Python utility that migrates tables, table definitions and structures (DDL), and merges data from Postgres database (on-prem or cloud) to Oracle 23ai database on OCI, which can then be used with AutoML.
- A base .env.dev file has been included in this repository. Rename this file to .env and enter your applicable credentials, or configure separately.
- For Postgres, either enter the full Database URL string in PG_DATABASE_URL_EP, or enter the host, port, name, and credentials into the individual fields. Both setups aren't required.
- To use SSL when connecting to Postgres (recommended), set the PG_DB_SSL_MODE = Yes, otherwise set it to No, or leave it blank.
- For Oracle, the utility will use the DSN provided in the OCI dashboard, as well as the schema's username/password. Enter those accordingly. Ensure the DSN is single line. Recommended to grab the lowest latency connection DSN if you need to migrate quickly.
- Oracle allows Mutual TLS (mTLS), or standard TLS connections. mTLS will require a Wallet which is not configured here. This tool is build with standard TLS. To use this, configure an Access Control List (ACL) in OCI and whitelist the IP Address(es) you plan to run this utility from, then disable mTLS in OCI in the ADB settings.
This information is also covered in the .env file instructions.
- Column type mapping is configured in migration/mapping.py. Example: The tool maps Postgres's TEXT data type to Oracle's CLOB data type since it doesn't have TEXT.

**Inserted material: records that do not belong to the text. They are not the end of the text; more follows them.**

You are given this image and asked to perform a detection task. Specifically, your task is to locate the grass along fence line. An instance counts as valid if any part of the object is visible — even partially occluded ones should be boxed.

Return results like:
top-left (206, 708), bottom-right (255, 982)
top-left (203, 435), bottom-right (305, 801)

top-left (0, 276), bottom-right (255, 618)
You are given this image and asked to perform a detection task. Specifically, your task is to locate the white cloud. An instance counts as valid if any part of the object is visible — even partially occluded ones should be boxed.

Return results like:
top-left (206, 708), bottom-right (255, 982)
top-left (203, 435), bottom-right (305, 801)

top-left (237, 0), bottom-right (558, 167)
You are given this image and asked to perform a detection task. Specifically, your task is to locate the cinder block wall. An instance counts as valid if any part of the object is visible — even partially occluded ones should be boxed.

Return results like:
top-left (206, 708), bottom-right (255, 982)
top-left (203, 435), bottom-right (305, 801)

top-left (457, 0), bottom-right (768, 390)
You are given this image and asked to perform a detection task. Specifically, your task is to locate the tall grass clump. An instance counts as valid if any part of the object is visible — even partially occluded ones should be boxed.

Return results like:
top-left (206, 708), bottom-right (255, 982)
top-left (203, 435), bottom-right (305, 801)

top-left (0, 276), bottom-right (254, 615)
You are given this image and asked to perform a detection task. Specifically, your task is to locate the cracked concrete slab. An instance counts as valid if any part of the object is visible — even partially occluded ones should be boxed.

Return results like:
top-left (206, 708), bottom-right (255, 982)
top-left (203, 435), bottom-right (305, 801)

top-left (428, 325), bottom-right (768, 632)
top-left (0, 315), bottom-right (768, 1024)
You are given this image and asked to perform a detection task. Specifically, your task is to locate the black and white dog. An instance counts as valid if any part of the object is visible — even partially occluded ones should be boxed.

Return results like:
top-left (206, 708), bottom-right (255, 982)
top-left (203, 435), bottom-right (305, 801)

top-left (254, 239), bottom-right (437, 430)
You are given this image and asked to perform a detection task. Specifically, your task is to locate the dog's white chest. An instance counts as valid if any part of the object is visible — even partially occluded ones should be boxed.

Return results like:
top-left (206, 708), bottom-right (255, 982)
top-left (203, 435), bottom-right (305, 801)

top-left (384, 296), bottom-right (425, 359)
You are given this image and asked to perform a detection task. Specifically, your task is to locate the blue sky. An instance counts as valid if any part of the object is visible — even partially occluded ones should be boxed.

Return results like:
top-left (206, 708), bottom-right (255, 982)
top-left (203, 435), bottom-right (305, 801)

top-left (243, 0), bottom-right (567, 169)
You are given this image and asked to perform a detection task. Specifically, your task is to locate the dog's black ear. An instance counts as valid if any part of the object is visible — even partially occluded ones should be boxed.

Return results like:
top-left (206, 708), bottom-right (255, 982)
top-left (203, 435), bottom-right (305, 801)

- For unmatched data types, the default for Oracle will either be CLOP or VARCHAR2(4000) with the goal to eliminate any room for failures in the data migrations.
- Simply changing this in mapping.py will change the behavior of the application accordingly.
- If you map TEXT fields or similar to VARCHAR2(4000) instead so you don't have to type cast in Oracle, ensure you substring the Postgres data when querying it, otherwise you risk merge failures if the Postgres column data exceeds 4k characters.
- Note: Oracle's 23ai is configured to automatically scale VARCHAR2 fields now. As a result, simply defining a column as VARCHAR2(4000) does not take up 4k bytes of space automatically, and instead will scale with actual usage.
This utility initiallty used cx_Oracle, but that has been replaced with the oracledb library. However, some individuals prefer to use cx_Oracle. This tool will work with cx_Oracle, but please note the following:
For cx_Oracle on Windows, specifically, the dependencies cannot be installed via pip or similar Python package managers. Microsoft Visual C++ 14.0 or greater is required, and if not installed, will generate an error with installing cx_Oracle, and Python package managers cannot install this for you.
Get it with "Microsoft C++ Build Tools": https://visualstudio.microsoft.com/visual-cpp-build-tools/. When installing, ensure the C++ build tools are included. This includes but is not limited to:
- C++ x64/x86 build tools (most important)
- Windows 10 SDK OR Windows 11 SDK (most important)
- C++ Modules for v143 build tools (x64/x86)
- MSVC v143 - VS 2022 C++ x64/x86 build tools (Latest) OR MSVC v142 - VS 2019 C++ x64/x86 build tools
- C++/CLI support
- Windows Universal CRT SDK (optional: include if you want to create an interface for this utility)
- C++ ATL for v142 build tools (x86 & x64) (optional, but was installed when developing initially, so recommended)
SQL Alchemy can also be used in replace of oracledb. Technically, SQL Alchemy could be used for both Postgres and Oracle in this utility, and it is more friendly with Pandas, especially when encountering the LONG datatype in Oracle. However, SQL Alchemy was not chosen for development as it's not as native to the respective Postgres/Oracle environments as their corresponding libraries.